When HPL first met C M Eddy (we speculate about August 1923, though they corresponded prior) he was surprised by their East Providence condition. With two children, they lived in deep poverty. He stated, "I fancy poor Eddy will take much furniture off your hands - heaven knows he needs it, for his barren dump is the most meagre and destitute place I ever beheld! I must write him shortly, and attend to some of his manuscripts which I promised to revise. The longer I wait, the busier I'll be; hence early attention means best results!"

This echoes a pericope from the 1961 memoir by Muriel Eddy, " ...H.P.L. at this time was bogged down with countless revisions to do for people via mail...".

At some point, C M Eddy and harry Houdini made a contract for Eddy to research spiritualists. We read:

My husband spent some time investigating Spiritualism at Lake Pleasant, Massachusetts, for Harry Houdini, and when he came back home with much data about some of the mediums he’d met, Lovecraft came over to see us and seemed much interested in the subject. He scoffed at the idea of communion with the dead, and said that, in his opinion, death was the absolute end.
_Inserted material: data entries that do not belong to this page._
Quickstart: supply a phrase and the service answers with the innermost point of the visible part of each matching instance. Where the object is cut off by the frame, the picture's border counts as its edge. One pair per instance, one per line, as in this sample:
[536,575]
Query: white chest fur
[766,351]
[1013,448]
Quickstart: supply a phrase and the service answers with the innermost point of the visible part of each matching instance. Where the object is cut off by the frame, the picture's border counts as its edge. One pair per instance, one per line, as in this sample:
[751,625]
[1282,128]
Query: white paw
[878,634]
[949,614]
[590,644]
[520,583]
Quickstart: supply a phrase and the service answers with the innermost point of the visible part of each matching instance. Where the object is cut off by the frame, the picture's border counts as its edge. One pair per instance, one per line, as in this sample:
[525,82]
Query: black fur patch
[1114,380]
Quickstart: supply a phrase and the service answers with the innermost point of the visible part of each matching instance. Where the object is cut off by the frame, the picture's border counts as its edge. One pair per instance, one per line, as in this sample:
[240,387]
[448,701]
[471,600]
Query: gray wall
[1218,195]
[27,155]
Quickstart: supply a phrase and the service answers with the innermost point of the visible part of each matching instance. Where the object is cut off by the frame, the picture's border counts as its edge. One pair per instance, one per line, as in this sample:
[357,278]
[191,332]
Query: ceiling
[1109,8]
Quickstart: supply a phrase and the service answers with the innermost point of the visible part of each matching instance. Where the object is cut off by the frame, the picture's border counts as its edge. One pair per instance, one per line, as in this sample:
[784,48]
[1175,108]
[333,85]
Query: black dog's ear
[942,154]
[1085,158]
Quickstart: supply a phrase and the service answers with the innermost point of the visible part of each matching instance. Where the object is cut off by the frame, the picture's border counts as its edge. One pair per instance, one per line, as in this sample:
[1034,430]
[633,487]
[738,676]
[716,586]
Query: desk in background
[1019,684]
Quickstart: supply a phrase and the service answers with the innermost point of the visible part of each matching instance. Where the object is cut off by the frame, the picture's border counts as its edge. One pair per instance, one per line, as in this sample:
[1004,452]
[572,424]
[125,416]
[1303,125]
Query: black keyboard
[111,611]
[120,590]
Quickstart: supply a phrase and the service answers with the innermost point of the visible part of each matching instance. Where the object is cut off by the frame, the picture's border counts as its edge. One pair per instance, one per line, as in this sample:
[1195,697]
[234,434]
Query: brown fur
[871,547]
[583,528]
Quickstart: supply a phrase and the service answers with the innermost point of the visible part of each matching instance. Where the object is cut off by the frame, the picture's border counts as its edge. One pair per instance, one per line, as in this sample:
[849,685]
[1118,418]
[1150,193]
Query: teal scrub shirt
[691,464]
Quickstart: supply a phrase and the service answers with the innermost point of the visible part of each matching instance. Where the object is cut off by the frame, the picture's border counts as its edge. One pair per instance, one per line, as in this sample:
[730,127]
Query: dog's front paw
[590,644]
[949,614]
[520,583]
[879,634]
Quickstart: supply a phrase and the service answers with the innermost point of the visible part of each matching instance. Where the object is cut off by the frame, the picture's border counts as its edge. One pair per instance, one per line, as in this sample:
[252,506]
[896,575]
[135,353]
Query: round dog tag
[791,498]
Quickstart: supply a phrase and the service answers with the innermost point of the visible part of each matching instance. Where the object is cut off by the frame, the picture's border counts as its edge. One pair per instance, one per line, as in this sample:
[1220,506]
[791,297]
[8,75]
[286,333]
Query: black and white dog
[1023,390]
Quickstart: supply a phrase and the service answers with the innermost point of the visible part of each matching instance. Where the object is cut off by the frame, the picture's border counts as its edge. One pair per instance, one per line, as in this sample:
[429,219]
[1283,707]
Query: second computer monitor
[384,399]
Here, Muriel Eddy mildly implicates Lovecraft. If the statement is true - and external evidence indicates that C M Eddy did work for Houdini and research mediums - then HPL did discuss the fraud and was incensed. This rings true.

For his entire life, Lovecraft advanced an atheistic materialism, a purely scientific way of seeing the world (with the exception of his racist streak), often attacked in writing astrology and superstition, and we know he worked on the Cancer of Superstition for Houdini with C M Eddy. Frank Belkanp Long in his 1977 memoir tells a story of how Lovecraft debated him - in a cemetery - that there were no such things as ghosts. Upon appearance of a wisp in the shape of a specter, Lovecraft scoffed and deconstructed the incident as an optical illusion coupled by imagination. (2)

The latest book on Houdini states that C M Eddy not only spied on mediums but filed field reports.

1. The Gentleman From Angell Street: Memories of H. P. Lovecraft, Muriel E. Eddy & C. M. Eddy, Jr., ed. Jim Dyer, Fenham Publishing, Narangasett, R.I., 2001. “The Gentleman From Angell Street”, Muriel Eddy, 1961.
2. Frank Belknap Long, Dreamer on the Night Side, 1975, pp. 148 & Chapter 17, pp. 192-197 (a ghost at Newburyport cemetery) and pp. 198-203 (Morton, Long and Lovecraft see "3 witches" at the Bernard Cloisters".
3. The Secret Life of Houdini: The Making of America's First Superhero, "Kalush & Sloman, 2006, p. 502 online footnotes at www.conjuringarts.com.